May 24, 2017 update: Watch an archived webcast of this talk on the NIH videocast website.


On Tuesday, May 23, NIDCD researcher Doris Wu, Ph.D., chief of the NIDCD Laboratory of Molecular Biology and the Section on Sensory Cell Regeneration and Development, will present the next talk in the NIDCD’s Beyond the Lab, Understanding Communication Disorders speaker series. She will discuss how the inner ear develops and how it enables us to hear and maintain our balance.

A woman balancing while doing yoga outside.

Designed for administrative and support staff as well as scientists, the Beyond the Lab series gives NIH staff and the public the opportunity to learn about the NIDCD’s research and about scientific advances in communication disorders—conditions that directly affect about one in six Americans during their lifetime. The goal of the series is to present the science of the NIDCD's mission areas in ways that everyone can understand.

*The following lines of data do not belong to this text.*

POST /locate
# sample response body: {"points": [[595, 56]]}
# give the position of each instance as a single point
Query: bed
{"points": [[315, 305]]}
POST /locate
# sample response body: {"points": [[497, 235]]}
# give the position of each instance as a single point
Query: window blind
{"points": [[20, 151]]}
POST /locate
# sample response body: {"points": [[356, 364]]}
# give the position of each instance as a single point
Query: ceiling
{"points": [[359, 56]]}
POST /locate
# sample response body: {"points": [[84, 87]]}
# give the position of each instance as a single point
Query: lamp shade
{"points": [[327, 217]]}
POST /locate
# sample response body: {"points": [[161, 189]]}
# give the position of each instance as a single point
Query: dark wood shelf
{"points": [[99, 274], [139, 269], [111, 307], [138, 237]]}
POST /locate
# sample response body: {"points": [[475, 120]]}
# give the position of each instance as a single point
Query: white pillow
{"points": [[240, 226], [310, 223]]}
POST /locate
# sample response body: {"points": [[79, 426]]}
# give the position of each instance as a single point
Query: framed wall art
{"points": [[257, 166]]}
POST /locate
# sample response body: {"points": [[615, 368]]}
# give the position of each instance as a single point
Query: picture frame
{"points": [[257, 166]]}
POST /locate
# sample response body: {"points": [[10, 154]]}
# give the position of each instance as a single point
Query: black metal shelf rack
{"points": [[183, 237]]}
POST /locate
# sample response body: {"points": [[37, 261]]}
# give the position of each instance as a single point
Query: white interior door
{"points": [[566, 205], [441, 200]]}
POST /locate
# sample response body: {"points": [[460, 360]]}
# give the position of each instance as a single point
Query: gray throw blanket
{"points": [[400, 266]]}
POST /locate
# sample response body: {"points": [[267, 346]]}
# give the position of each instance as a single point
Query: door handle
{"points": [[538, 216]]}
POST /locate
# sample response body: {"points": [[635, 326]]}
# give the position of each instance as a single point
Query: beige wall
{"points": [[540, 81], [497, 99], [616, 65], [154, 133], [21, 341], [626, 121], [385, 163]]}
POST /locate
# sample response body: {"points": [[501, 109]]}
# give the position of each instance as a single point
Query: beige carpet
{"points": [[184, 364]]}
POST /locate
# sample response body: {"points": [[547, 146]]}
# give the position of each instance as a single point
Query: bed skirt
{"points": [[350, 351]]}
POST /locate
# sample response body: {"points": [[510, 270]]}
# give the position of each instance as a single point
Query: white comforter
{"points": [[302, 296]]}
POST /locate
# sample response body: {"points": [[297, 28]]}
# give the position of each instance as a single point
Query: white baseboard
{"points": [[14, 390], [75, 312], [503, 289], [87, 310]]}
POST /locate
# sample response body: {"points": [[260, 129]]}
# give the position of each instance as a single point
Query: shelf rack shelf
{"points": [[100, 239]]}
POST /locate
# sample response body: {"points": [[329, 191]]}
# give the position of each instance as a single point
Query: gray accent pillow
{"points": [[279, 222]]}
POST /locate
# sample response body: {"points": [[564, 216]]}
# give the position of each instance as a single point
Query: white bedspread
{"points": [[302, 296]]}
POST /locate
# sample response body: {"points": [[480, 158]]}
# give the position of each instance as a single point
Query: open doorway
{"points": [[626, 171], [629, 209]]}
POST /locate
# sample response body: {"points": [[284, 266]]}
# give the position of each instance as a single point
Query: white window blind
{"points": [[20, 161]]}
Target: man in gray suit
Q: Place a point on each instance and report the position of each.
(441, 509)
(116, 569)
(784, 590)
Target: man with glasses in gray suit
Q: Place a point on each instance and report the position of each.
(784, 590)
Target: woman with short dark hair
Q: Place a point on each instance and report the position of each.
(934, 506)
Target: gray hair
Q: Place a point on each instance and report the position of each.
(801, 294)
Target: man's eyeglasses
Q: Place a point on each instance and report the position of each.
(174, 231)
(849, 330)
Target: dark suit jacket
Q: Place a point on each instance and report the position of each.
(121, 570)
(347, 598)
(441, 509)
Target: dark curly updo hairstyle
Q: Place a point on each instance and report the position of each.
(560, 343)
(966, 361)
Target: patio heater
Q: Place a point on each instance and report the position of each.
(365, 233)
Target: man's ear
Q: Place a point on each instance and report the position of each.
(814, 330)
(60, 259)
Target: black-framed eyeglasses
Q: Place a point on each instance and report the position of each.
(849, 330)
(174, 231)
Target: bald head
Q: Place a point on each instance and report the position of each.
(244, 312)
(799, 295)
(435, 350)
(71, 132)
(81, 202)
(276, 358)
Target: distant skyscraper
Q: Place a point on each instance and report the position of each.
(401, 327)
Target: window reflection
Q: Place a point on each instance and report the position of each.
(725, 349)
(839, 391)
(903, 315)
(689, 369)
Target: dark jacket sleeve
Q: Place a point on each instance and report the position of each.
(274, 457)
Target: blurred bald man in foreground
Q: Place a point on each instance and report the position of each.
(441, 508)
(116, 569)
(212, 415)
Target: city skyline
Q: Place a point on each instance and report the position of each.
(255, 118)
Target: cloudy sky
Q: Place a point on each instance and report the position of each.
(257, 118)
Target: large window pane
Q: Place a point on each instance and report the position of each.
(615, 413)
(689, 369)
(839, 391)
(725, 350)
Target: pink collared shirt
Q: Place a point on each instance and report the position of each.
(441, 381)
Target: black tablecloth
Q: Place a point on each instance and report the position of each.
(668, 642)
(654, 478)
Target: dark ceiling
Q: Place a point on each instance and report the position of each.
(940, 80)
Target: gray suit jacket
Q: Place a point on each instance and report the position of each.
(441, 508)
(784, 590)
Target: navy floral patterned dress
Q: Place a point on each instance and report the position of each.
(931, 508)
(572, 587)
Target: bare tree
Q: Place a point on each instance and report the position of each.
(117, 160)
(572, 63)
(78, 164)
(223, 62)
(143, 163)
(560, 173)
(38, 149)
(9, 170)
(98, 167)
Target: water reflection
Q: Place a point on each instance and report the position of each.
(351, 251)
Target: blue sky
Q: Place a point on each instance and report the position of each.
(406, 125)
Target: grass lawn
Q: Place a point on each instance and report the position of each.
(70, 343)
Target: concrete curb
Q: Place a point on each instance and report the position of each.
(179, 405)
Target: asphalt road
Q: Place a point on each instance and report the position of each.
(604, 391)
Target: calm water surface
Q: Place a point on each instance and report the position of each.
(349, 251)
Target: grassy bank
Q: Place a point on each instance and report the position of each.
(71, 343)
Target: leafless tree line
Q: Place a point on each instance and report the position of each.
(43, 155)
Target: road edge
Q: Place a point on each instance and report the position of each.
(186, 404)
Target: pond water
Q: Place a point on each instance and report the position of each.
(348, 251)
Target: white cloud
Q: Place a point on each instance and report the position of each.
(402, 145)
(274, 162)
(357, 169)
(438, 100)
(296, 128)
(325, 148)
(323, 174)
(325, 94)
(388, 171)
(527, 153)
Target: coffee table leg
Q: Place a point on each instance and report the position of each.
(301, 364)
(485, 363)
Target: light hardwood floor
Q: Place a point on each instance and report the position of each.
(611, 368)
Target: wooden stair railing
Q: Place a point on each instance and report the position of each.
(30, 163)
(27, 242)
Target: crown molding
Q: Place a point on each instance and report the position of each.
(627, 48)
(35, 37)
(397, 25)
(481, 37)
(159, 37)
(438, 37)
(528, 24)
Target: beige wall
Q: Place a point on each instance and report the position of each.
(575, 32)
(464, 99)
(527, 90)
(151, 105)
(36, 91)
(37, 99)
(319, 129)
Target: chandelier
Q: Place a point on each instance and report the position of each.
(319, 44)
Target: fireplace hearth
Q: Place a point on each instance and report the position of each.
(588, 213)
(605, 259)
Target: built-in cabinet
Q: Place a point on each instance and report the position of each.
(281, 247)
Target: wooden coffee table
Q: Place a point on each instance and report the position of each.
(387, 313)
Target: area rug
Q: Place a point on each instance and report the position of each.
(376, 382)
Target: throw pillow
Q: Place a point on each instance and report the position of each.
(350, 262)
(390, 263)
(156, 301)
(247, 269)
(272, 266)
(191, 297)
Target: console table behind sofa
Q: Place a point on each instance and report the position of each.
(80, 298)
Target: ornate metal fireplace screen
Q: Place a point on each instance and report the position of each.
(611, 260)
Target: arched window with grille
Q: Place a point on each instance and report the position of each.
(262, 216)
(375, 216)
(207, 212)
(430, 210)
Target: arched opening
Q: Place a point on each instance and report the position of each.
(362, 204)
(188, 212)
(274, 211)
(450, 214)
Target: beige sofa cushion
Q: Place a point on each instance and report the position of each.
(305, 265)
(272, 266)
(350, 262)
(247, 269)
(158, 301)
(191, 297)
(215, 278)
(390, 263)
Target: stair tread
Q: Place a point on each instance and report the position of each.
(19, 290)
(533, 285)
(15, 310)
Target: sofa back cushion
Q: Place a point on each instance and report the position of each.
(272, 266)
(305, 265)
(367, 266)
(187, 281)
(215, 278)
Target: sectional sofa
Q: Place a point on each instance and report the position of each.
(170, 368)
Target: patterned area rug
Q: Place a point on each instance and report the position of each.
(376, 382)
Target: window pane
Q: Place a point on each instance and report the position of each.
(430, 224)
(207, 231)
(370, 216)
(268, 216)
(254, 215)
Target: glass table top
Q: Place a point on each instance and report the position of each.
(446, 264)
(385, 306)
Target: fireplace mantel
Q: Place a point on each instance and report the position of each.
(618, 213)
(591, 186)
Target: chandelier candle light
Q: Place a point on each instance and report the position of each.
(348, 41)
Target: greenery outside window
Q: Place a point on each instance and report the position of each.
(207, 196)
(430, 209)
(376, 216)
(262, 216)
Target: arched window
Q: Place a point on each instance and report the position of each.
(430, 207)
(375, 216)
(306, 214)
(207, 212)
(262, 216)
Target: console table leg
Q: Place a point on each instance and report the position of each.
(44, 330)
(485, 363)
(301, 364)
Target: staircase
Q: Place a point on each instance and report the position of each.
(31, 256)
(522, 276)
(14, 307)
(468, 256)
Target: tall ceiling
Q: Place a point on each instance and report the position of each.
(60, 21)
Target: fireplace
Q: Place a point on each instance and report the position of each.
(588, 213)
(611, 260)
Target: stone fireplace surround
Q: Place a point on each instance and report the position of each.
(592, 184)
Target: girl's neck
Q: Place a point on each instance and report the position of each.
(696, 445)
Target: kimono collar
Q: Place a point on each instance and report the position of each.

The series is open to the larger NIH community and to the public. 

  • What: “The Making of the Inner Ear,” presented as part of the NIDCD Beyond the Lab, Understanding Communication Disorders speaker series
  • Who: Doris Wu, Ph.D., chief of the NIDCD Laboratory of Molecular Biology and the Section on Sensory Cell Regeneration and Development
  • When: Tuesday, May 23, 2017 from 11:00 a.m. to noon
  • Where: Dale and Betty Bumpers Vaccine Research Center, Building 40, Rooms 1201/1203, National Institutes of Health campus, Bethesda, Maryland

The presentation will also be available via videocast. 

For questions or reasonable accommodation requests, contact Lonnie Lisle at 301-827-8183.

Portrait of Doris Wu.

About the Speaker

Doris K. Wu received her bachelor’s degree from the University of Wisconsin at Stevens Point, her master’s degree from the Department of Physiology at the University of Southern California, and her Ph.D. from the Department of Anatomy (currently the Department of Neurobiology) at the University of California at Los Angeles (UCLA). She received her postdoctoral training from the Mental Retardation Center (now the Intellectual and Developmental Disabilities Research Center) at UCLA and from the Department of Genetics at Harvard Medical School. She joined the NIDCD in 1993 and has published many papers on the molecular mechanisms underlying inner ear development.